I would like the function to look at the 2nd line of the matrix, subtract 1 from 7, and then add 1 to either column 1 or 3 to create c(2,6,0) or c(1,6,1). I would like to learn how to do this within the loop, but it could be done afterwards as well.

I think I am making serious, fundamental error with how to use function(x) or ifelse.

Thank you.


Solution

  • Here's an improved version of your code:

    set.seed(1)
    
    trial <- 5000
    
    #create matrix with a row for each trial
    m <- matrix(0, nrow = trial, ncol = 3)
    
    #The first for loop is for each row
    #The second for loop runs each attack independently, sampling 1:3 at random, then adding one to that position of the row.
    #The function that is called by ifelse() when m[trial, 2] > 6 = TRUE is the issue.
    
    for (i in 1:trial){
        for (attack in 1:8) {
            target <- sample(1:3, 1)
            m[i, target] <- m[i, target] + 1 
            #determines if the value of column 2 is greater than 6 after each attack
            if(m[i, 2] > 6){ 
                #subtract the value from the second column to return it to 6
                m[i, 2] <- m[i, 2] - 1 
                #select either column 1 or 3 as a new target at random
                newtarget <- sample(c(1,3), 1)
                #add 1 to indicate the new target has been selected
                m[i, newtarget] <- m[i, newtarget] + 1 
                }   
            }   
        }   
    
    # Notice the largest value in column 2 is no greater than 6.
    apply(m, 2, max)
    

    set.seed is used to make the results reproducible (usually just used for testing). The ifelse function has a different purpose than the normal if-else control flow. Here's an example:

    x = runif(100)
    ifelse(x < 0.5, 0, x)
    

    You'll notice any element in x that is less than 0.5 is now zero. I changed your code to have an if block. Notice that m[i, 2] > 6 returns a single TRUE or FALSE whereas in the small example above, x < 0.5 a vector of logicals is returned. So ifelse can take a vector of logicals, but the if block requires there be only a single logical.

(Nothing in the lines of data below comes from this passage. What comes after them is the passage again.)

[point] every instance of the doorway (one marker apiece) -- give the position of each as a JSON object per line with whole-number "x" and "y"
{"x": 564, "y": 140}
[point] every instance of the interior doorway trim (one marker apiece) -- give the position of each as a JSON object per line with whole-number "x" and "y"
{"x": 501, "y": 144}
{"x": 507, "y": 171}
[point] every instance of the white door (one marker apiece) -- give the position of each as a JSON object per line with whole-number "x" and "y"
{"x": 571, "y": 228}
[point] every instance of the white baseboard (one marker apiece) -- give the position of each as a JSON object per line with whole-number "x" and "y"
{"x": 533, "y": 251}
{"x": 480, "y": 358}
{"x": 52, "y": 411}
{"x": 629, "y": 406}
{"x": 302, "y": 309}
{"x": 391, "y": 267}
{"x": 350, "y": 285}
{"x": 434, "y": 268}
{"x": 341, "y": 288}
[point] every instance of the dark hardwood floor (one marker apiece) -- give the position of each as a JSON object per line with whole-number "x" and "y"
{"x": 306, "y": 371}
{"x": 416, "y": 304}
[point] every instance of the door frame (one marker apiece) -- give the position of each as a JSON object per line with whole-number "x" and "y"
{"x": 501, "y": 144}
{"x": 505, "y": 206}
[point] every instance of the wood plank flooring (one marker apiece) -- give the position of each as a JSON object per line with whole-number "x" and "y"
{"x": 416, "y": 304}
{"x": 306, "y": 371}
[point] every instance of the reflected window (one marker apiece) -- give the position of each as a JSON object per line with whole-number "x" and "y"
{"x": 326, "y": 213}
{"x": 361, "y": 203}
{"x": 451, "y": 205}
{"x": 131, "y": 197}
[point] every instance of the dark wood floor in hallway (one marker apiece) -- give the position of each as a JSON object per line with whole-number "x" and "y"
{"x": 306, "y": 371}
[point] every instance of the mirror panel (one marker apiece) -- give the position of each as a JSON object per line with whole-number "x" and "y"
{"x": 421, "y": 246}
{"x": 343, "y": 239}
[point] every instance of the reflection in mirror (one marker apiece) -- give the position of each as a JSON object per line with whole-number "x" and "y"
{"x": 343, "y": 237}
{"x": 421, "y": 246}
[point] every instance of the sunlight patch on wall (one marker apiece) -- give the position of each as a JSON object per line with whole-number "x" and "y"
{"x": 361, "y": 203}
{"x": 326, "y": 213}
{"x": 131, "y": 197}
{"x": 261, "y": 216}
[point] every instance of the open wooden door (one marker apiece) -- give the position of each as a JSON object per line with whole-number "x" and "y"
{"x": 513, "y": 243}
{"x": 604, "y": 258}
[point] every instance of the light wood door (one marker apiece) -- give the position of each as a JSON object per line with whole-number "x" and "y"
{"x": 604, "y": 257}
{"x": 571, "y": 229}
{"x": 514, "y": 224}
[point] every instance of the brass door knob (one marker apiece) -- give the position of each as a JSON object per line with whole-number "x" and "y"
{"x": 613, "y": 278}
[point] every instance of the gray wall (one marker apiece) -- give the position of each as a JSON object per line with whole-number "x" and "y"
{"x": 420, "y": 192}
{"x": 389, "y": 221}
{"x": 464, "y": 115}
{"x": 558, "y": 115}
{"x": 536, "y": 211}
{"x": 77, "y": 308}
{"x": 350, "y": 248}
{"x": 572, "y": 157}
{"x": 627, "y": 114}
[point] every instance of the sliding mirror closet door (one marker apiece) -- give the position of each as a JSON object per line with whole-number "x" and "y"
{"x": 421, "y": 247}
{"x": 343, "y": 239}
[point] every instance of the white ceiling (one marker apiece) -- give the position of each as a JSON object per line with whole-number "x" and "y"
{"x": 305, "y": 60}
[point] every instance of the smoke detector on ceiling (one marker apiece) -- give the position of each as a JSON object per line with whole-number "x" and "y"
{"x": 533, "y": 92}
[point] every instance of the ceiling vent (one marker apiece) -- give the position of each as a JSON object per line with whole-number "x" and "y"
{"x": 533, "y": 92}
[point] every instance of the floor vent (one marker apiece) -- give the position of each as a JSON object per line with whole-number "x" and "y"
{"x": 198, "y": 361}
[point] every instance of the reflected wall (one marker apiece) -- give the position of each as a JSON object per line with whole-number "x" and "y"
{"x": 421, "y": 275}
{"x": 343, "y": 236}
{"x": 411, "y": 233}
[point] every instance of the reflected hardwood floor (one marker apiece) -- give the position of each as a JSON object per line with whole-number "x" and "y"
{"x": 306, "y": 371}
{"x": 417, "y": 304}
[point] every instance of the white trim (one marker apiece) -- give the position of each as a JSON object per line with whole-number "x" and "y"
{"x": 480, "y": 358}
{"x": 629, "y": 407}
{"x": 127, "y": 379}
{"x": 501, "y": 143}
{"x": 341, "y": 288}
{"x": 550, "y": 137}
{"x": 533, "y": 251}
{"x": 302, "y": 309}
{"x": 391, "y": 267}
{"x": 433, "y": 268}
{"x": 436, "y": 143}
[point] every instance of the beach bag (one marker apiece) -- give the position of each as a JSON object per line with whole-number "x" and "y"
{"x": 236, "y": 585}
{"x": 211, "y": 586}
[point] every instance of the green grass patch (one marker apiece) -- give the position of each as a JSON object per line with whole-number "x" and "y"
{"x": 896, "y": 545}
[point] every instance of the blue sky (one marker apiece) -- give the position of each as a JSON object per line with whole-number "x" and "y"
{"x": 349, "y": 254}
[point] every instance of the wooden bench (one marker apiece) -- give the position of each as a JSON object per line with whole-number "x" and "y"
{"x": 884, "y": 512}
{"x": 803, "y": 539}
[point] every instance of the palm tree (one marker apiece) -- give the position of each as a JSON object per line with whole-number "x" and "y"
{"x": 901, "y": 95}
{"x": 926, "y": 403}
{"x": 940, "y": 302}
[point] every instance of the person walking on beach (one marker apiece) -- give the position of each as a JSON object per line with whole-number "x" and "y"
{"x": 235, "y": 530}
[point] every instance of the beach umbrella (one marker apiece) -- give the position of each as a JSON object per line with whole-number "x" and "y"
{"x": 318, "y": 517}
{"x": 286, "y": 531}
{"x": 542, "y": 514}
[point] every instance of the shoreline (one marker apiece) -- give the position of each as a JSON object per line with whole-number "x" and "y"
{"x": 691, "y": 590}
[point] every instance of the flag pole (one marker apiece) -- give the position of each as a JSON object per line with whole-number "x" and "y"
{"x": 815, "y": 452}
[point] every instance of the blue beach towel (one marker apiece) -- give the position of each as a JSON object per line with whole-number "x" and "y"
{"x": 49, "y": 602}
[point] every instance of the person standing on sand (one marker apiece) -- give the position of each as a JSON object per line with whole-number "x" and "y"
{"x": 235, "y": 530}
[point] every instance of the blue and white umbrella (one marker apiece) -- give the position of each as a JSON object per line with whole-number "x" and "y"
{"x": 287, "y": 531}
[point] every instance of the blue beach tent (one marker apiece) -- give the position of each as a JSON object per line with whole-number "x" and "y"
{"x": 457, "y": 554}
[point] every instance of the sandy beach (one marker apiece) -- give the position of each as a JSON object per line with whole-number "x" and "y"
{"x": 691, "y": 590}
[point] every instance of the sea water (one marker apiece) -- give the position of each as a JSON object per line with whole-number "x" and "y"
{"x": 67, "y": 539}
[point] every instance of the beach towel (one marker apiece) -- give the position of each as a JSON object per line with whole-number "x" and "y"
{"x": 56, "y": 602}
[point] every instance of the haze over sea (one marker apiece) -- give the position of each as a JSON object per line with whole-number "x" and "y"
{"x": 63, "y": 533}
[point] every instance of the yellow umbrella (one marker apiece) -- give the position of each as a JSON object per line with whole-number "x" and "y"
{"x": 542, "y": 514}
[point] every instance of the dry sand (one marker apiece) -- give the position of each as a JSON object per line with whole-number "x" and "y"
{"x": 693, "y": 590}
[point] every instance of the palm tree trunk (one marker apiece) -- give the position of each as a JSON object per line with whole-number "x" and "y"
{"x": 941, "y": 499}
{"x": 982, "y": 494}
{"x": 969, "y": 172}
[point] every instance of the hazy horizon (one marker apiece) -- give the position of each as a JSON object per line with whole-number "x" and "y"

    You were on the right track with using function, but it just isn't necessary in this case. Often, but not always, you'll define a function like this:

    f = function(x)
        x^2
    

    But just returning the value doesn't mean what you want is changed:

    x = 5
    f(5) # 25
    x    # still 5
    

    For more on this, look up function scope in R.

    Lastly, I changed the loop to be i in 1:trial instead of trial in 1:trial. You probably wouldn't notice any issues in your case, but it is better practice to use a separate variable than that which makes up the range of the loop.

    Hope this helps.

    P.S. R isn't really known for it's speed when looping. If you want to make things goes faster, you'll typically need to vectorize your code.